Трубы крематория дымятся день и ночь. Я видел, как люди умирают, вот так просто около меня – за обедом, на работе, засы­пая, просыпаясь, во сне… Некоторые, те, которые чувствуют, что она идёт, те, что знают, что они обречены, идут ей навстречу. Если нужно работать, стоя в ледяной воде, то они стараются забраться до пояса. Надо поднять тяжёлую машину – они напрягают все силы, пока что-то не лопается, пока глаза не наливают­ся кровью, раскрываясь всё шире и шире, чтобы больше уже не закрыться, чтобы их закрыли другие… Конечно, есть и такие, ко­торые сначала пытаются бороться, повторяют дорогие имена, бо­ятся сделать лишнее усилие, стараются говорить уверенно о том, что они будут делать после окончания войны, какие будут есть обеды и какими винами запивать. Кашляют они всегда в носовой платок и сразу же, не посмотрев, прячут его в карман. Но и для них настаёт момент, когда вдруг ни с того ни с сего плюнув, они начинают смеяться и, дёргая соседа за рукав, безразлично спра­шивать: «Погляди, ты как думаешь, до вечера протяну?»
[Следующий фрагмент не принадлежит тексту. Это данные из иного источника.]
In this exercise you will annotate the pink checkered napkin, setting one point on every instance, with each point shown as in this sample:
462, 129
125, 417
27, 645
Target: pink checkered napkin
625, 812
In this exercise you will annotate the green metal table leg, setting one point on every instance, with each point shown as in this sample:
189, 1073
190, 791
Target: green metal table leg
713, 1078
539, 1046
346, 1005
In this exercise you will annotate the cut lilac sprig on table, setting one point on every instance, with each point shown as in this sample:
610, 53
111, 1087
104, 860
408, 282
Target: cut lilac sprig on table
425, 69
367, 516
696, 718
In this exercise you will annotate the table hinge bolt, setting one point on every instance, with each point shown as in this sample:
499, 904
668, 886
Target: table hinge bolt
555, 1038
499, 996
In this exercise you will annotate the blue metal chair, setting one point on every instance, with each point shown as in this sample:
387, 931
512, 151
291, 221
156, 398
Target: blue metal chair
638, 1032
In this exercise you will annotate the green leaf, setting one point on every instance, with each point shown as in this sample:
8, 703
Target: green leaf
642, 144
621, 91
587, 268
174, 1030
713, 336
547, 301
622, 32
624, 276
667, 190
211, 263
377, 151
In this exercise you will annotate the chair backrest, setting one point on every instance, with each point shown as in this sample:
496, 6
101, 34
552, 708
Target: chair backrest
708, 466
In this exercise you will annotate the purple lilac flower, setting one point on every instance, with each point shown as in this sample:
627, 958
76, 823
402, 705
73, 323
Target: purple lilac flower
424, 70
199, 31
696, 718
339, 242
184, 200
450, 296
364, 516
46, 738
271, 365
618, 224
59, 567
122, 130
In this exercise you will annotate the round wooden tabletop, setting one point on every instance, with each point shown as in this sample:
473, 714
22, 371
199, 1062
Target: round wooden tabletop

Лавинь стал нервным и раздражительным…

– Пусть только кончится война!.. Я не одного запомнил… Пусть только…

– Кончится война, домой поедем.

– Домой? Да, конечно, домой! Но сначала я с хозяевами расплачусь. За радушный пpиём. За царское угощенье.

– Они и без нас получат.

– Это само собой. Нет. Я хочу собственными руками. Зна­ешь, так: коленом в живот, а руками за горло и давить… Но медленно и не торопясь…

– Слушай, Лавинь…

– Что слушай?.. Или, может быть, опять – «любите врагов, прощайте грехи?..» Бла, бла, бла!… Расскажи–ка лучше Мюнцеру… авось он ттеббя… ббить… ппе…рре…ста…нет, – визжит Лавинь, и всё его лицо делается багровым от приступов кашля.

 

Бухенвальд, 6-го июня 1944.

С утра разгружали поезд. Машины, машины и машины… Огромные, занимающие иногда целый вагон. С бесконечным ко­личеством кранов, рычагов, колёс, манометров, проводов… Вот удивляешься, что у людей не осталось сердца, почти не остаётся души. Но чтобы построить, придумать, расчертить и рассчитать одну такую машину, где нельзя ошибиться, даже на одну сотую миллиметра, надо столько напряжения, внимания и сил, что у человека больше ничего не остаётся. Он сам превращается в маши­ну, строящую другую машину.

Все шло, как и всегда. Сначала нам и в голову не пришло, что мы можем сдвинуть эти огромные массы стали. Капо и СС хо­дили, подгоняли, курили, ругались, били сапогами. Лавинь кашлял и бормотал под нос разные ругательства. В конце концов вагон был разгружен. Но часам к трём среди немцев произошло какое-то замешательство. Они забегали, засуетились, начали что-то друг другу на ухо передавать. Собирались группами, о чём–то совещались.

– Гитлер убит! – торжествующе сообщил Лавинь.

– Перемирие! – шепнул Гольдман, маленький, чёрненький, по­хожий на летучую мышь. – Сегодня последний день. Завтра всех нас отправят домой.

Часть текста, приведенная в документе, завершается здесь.